Relapses are a major concern in thrombotic thrombocytopenic purpura and occur in as many as 40% of the patients who survive the first episode. These are typically observed within 7 to 10 years of follow-up, highlighting the importance of long-term follow-up (24). In addition, up to 50% of the patients experience exacerbations of the acute events.
A 36-year-old female presented to the emergency department after having 2 transient events of confusion and new onset of headache. Her vital signs were within normal limits, and her general and neurologic exams were unrevealing. Her initial laboratory analysis showed severe thrombocytopenia (38,000/microL), anemia (Hb=8.6 g/dL), and mildly increased bilirubin to 2.2 mg/dL (reference < 1.2 mg/dL). Brain MR and CT angiography of the head and neck were unrevealing. An electroencephalogram showed mild-to-moderate slowing of the left hemisphere, but no evidence of epileptic or epileptiform activity. Additional laboratory studies showed lactic dehydrogenase of 650 units/L (reference 100 to 190 units/L), reticulocyte counts of 4% (reference 0.5% to 1.5%), and schistocytes on peripheral smear (2%). Haptoglobin was 25 mg/dL (reference 50 to 150 mg/dL), and fibrinogen was normal 220 mg/dL (reference 150 to 350 mg/dL). Plasmapheresis and high-dose corticosteroids were initiated given the high suspicion for thrombotic thrombocytopenic purpura. The following day, the patient remained encephalopathic. Platelet counts had decreased to 25,000/microL and ADAMTS13 levels were less than 5%. Rituximab was added in a dosage of 375 mg/m2 weekly, with the goal of completing 4 weeks of treatment.
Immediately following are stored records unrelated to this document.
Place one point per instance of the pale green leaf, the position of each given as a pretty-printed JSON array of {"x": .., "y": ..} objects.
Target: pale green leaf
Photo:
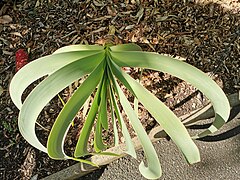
[
  {"x": 165, "y": 117},
  {"x": 39, "y": 68},
  {"x": 183, "y": 71},
  {"x": 46, "y": 90},
  {"x": 153, "y": 170},
  {"x": 64, "y": 119}
]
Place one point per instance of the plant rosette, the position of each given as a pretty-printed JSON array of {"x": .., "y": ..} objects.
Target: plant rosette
[{"x": 103, "y": 65}]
In the subsequent days, the patient showed improvement in her clinical exam with normalization of her hematologic abnormalities.
Von Willebrand factor has a critical role in thrombus formation and growth. It is produced primarily in endothelial cells and stored in the Weibel-Palade bodies. Megakaryocytes and platelets produce approximately 10% to 20% of the von Willebrand factor and store it in alpha granules. Von Willebrand factor is released as ultra-large multimers that are cleaved by ADAMTS13 into smaller multimers. These smaller multimers circulate in an inactive coiled confirmation. After vascular damage and exposure to the subendothelium, these multimers uncoil and expose their GP1b-binding sites, promoting platelet adhesion and rolling. In addition, they enhance the engagement of platelet receptors, such as GPIIbIIIa, which bind to fibrinogen and von Willebrand factor promoting thrombus growth. Ultra-large von Willebrand factor strings interact with adhesion molecules such as P-selectin to facilitate platelet clumping. In addition, they enhance platelet-induced leukocyte recruitment, which further potentiates inflammation and plays a major role in atherothrombosis and ischemic stroke (06).
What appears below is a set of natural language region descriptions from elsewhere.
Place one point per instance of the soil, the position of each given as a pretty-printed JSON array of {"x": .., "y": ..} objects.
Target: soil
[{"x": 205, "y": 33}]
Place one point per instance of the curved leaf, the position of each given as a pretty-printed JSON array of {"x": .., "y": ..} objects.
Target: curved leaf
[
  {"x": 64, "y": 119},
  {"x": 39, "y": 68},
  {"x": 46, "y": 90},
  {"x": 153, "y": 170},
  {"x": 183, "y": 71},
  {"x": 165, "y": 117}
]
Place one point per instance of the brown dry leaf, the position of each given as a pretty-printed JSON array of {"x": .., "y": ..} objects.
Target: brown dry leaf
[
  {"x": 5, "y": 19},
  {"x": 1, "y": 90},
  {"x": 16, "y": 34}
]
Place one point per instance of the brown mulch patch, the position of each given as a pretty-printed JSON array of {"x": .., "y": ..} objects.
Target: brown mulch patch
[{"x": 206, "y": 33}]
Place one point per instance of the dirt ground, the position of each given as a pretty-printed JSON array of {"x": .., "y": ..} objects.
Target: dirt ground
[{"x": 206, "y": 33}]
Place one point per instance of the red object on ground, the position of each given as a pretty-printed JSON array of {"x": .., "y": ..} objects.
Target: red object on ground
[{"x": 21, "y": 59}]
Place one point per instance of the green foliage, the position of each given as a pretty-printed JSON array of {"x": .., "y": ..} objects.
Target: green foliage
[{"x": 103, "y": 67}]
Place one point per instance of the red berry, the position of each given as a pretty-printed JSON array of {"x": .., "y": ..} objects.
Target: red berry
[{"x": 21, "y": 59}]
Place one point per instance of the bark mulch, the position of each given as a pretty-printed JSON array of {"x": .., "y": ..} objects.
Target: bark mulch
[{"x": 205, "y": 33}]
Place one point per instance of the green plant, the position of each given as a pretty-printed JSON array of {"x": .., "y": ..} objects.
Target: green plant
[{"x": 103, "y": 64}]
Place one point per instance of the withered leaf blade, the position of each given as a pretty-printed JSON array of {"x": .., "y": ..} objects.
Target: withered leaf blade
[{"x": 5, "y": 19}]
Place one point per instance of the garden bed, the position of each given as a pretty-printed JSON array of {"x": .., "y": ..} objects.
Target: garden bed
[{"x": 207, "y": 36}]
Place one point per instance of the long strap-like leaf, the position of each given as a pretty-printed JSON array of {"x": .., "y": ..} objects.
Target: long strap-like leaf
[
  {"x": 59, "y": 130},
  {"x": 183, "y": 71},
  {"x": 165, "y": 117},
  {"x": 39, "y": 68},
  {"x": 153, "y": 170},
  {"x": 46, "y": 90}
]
Thrombotic thrombocytopenic purpura is caused by a severe deficiency of ADAMTS13 (typically < 10% activity), and it can be either congenital or, most commonly, acquired due to the production of autoantibodies, usually IgG, directed against ADAMTS13. Deficiency in this protein results in the production of ultra-large von Willebrand factor multimers, which activate platelets and lead to thrombosis of small arterioles and capillaries. In addition, they cause thrombocytopenia due to scavenging of platelets as the thrombi disseminate and hemolytic anemia due to the mechanical destruction of red blood cells in the microcirculation. Diffuse microthrombi deposits are observed within the small vessels of different organs including the kidneys and brain.
Acquired thrombotic thrombocytopenic purpura can also be seen in association with several other conditions, which are summarized in Table 2 (36).
Condition | Notes |
Pregnancy | • It can result in placental thrombosis, which leads to fetal growth restriction and intrauterine fetal death. • Relapse during subsequent pregnancies is possible. |
HIV | • Thrombotic thrombocytopenic purpura may be the presenting manifestation of HIV. • Remission is associated with enhanced immune function. |
Drugs | • Thrombotic thrombocytopenic purpura has been associated with quinine, clopidogrel, ticlopidine, simvastatin, trimethoprim, immunosuppressants (mitomycin C and cyclosporine), and pegylated interferon. |
Transplant | • Thrombotic thrombocytopenic purpura has been described in association with bone marrow transplantation. • ADAMTS13 activity may not be significantly reduced. |
Pancreatitis | • Thrombotic thrombocytopenic purpura may be seen days after resolution of pancreatitis. • ADAMTS13 activity doesn’t correlate with disease severity. |
Malignancies | • Thrombotic thrombocytopenic purpura is associated with different malignancies, particularly with adenocarcinomas. • Thrombotic thrombocytopenic purpura may be seen in early or advanced stages of the cancer. • ADAMTS13 activity may not be significantly reduced. |
Inflammatory and hypercoagulable conditions | • Systemic lupus erythematous, Sjögren syndrome, antiphospholipid syndrome |
The incidence of thrombotic thrombocytopenic purpura in the United States is approximately 2 to 3 per million adults per year, and the prevalence 10 cases per million. Acquired thrombotic thrombocytopenic purpura is mainly seen in adults (9:1, adult to child), mostly in the third to fifth decades of life in the United States and Europe and seventh decade of life in Japan. Women tend to be affected by the disease more than men, with a female to male ratio between 2.5:1 and 3.5:1 (23). The incidence of the disorder is also higher in African Americans than in non-African Americans. This difference is not completely understood. However, the low frequency of the protective allele DRB1*04 observed in African Americans suggests a genetic modulatory effect (25).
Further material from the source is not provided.